The Python script included in this repository contains a couple of classes for the creation of toy text generation models. The first one is an n-gram model implemented from scratch, and the second a Long Short-Term Memory (LSTM) network-based one.
A Jupyter Notebook is included describing the creation and/or training process of the models, as well as the generation of some texts based on a couple of corpora; which are likewise included.
It also includes pre-created/pre-trained models you can use to start generating text right away.
- Process a corpus
- Create n-gram and LSTM-based models for text generation
- Control parameters such as:
- Maximum number of tokens to be generated before halting
- Cutoff for the probability distibution to only consider the top tokens, as creativity control (akin to temperature)
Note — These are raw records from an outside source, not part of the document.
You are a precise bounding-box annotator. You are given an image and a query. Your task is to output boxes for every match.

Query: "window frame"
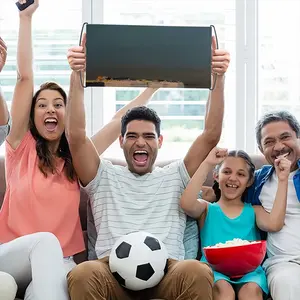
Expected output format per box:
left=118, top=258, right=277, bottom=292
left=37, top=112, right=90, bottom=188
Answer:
left=88, top=0, right=262, bottom=155
left=0, top=0, right=284, bottom=155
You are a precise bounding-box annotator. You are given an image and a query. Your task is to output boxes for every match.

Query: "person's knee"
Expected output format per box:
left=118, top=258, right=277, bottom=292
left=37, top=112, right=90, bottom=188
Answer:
left=165, top=260, right=213, bottom=300
left=268, top=269, right=300, bottom=296
left=67, top=261, right=104, bottom=291
left=33, top=232, right=62, bottom=252
left=34, top=232, right=60, bottom=247
left=0, top=272, right=17, bottom=300
left=173, top=260, right=213, bottom=284
left=214, top=280, right=235, bottom=298
left=238, top=282, right=262, bottom=299
left=68, top=261, right=93, bottom=284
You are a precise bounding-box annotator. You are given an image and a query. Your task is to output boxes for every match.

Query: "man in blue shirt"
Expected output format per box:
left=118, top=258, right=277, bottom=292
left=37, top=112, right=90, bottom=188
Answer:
left=184, top=110, right=300, bottom=300
left=243, top=111, right=300, bottom=300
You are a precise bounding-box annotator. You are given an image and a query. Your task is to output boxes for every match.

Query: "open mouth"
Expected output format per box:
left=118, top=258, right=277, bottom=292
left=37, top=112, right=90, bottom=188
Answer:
left=275, top=152, right=289, bottom=160
left=44, top=118, right=58, bottom=132
left=133, top=150, right=149, bottom=167
left=225, top=183, right=238, bottom=189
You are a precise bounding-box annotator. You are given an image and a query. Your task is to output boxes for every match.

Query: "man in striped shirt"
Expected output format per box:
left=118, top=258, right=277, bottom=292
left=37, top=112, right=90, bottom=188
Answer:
left=66, top=37, right=230, bottom=300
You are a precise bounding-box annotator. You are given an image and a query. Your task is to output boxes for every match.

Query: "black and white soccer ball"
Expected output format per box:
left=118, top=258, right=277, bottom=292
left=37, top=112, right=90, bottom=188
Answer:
left=109, top=231, right=168, bottom=291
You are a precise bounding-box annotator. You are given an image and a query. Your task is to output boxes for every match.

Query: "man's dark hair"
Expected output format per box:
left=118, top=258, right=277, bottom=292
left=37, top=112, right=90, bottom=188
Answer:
left=256, top=111, right=300, bottom=149
left=121, top=106, right=161, bottom=137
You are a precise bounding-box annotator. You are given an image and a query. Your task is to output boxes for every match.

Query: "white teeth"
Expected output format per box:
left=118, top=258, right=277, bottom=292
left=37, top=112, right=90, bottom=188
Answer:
left=276, top=153, right=289, bottom=159
left=45, top=118, right=57, bottom=123
left=134, top=150, right=148, bottom=154
left=227, top=184, right=238, bottom=188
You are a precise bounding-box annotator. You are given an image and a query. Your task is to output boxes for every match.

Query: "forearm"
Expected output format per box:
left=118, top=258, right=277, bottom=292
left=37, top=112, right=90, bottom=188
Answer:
left=91, top=87, right=158, bottom=155
left=17, top=16, right=33, bottom=79
left=180, top=162, right=213, bottom=216
left=0, top=87, right=9, bottom=125
left=66, top=71, right=86, bottom=143
left=114, top=87, right=158, bottom=119
left=204, top=75, right=225, bottom=142
left=268, top=179, right=288, bottom=230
- Maximum vovabulary size to control complexity
- Train the the LSTM-based model on the processed corpus
- Model testing using perplexity as a metric
- Text generation
- Saving and loading models
i love the commonwealth - canada , 1 1 march 2 0 0 2 2 is not a year of the diversity that has necessarily kept people apart has , quite simply
(stopped when 30 tokens were generated)i love the commonwealth ' s leaders , as evident in australia last week ; and to share in the ideals of this unique gathering of nations , to celebrate an
(stopped when 30 tokens were generated)where are you father flynn ?” said mr o ’ connor .
the english lady waited in the window .
ireland is german .